ヤンさんは生きている
− 連載エッセー「徒然の森」第15回
by 北嶋 千鶴子

 今年2月に韓国の出版社から日本語能力試験3級用の問題集「文法読解」を刊行した。その校正の段階で、問題集の文章の中にたびたび「ヤンさん」という名前が登場してくるのに気づいた。ヤンさんを忘れたくない、忘れてはいけないと私は無意識に思っていたのではないだろうか。

 ヤンさんは日本語学校の教え子だった。日本語学校から大学に進んで間もなく、脳腫瘍が見つかった。手術の前日一人で病院へ見舞いに行ったとき、彼はとても元気だった。「病気の原因は脳に虫が入っただけ。虫を取ればすぐによくなります。心配は要りません」と何度も言った。不安を振り払うため、自分に言い聞かせていたのかもしれない。

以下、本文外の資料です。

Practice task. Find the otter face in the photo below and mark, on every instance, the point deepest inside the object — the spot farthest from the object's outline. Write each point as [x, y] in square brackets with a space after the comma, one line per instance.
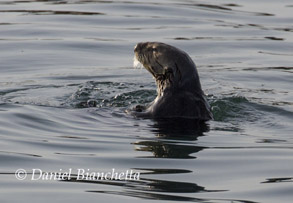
[155, 57]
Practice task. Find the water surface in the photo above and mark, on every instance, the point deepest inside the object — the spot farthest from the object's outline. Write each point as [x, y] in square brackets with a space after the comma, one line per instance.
[66, 78]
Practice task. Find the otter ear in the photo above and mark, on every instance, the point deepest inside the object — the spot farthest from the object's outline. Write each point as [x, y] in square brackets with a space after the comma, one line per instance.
[168, 70]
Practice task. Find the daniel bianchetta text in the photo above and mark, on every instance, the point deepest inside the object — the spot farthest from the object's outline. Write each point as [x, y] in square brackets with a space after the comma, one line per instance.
[77, 174]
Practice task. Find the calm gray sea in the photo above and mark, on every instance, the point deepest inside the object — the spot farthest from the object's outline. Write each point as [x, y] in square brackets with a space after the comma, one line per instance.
[59, 57]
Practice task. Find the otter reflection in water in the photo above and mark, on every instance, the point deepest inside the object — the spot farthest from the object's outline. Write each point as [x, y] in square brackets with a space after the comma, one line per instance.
[178, 86]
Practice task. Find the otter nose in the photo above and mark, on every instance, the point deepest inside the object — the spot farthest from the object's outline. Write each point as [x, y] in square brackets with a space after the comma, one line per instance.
[138, 47]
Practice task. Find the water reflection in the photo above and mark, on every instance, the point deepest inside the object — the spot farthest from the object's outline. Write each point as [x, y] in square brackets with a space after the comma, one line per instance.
[172, 138]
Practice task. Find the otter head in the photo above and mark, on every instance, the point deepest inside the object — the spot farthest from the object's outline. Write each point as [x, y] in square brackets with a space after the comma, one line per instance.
[172, 68]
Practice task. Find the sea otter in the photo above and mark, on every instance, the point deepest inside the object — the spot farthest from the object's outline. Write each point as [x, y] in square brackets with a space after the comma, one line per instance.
[178, 86]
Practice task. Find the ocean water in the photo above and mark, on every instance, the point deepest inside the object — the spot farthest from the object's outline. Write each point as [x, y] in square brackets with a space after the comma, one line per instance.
[66, 78]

 病室には、マカオから来たお母さんと妹がいた。一人で頑張っていた彼は、久しぶりにお母さん甘えているようだった。「お母さんのスープはとてもおいしい。病気のときはいつもこれに限る」と言って、おいしそうに飲んでいた。お母さんはヤンさんに食欲があるのを喜んでいた。でも私の心は重かった。脳に虫が入るなんて信じられなかったからだ。病院からの帰り道、財布をなくすほど私は動揺していた。

 手術はうまくいったと連絡があったが、手と足に麻痺が残った。その後、体調は回復せず、ヤンさんは医者に対する不信感から治療を拒否して、たびたび病院を飛び出したと後に聞いた。

 そんなこともあり、治療に支障をきたすので「がん」が告知された。間もなく他の先生たちと見舞いに行ったとき、彼の様子は痛々しかった。そのときの情景を思い浮かべると、今でも涙が出てくる。こうしてヤンさんについて書いている今も。

 その時ヤンさんは車いすに座って電話をかけていた。頭には包帯が巻かれていた。私たちに気が付くと笑って近づいてきた。ギリシャ彫刻のような端正な顔は少しもやつれていなかったが、片手は麻痺のためだらんと下がったままだった。私たちは車いすに座っているヤンさんと向かい合って話した。

 「マカオに帰ります。親孝行したいから、なるべくお母さんのそばで暮らしたい」と語ったとき、ヤンさんの目に涙が滲んでいるのに気づいた。私はお見舞いに行く前に絶対に泣いてはいけないと言われていたけれど、ヤンさんの涙を見て我慢できなくてしまった。

 「毎日のように友達がお見舞いに来てくれて、いろいろ世話をしてくれるので助かっている」とヤンさんは言う。ヤンさんがいい人だから、他の人もヤンさんに優しくしたくなるのだと思った。その日も友達が何人も来ていた。私たちは病気が治ったあとの生活などについて笑顔で語り合った。

 ヤンさんは私たちが知らないと思って、病名には触れなかった。私たちも知らない振りをしていたので話せなかった。あれでよかったのか、あるいは率直に話しをしたほうがよかったのか、今でもわからない。

 ヤンさんはマカオに帰って間も亡くなった。人は忘れられたときに本当に死ぬのだと言われる。だとすれば、私にとってヤンさんはまだ生きている。能力試験問題集を出した韓国の出版編集者ヨンさんはとても優しい人で、ヤンさんへの気持ちをつづった文章を、問題集のあとがきに入れてくれた。とても感謝している。

 あとがきを書いたことで、私はヤンさんの存在を再認識した。ヤンさんは確かに、私の中に生きている。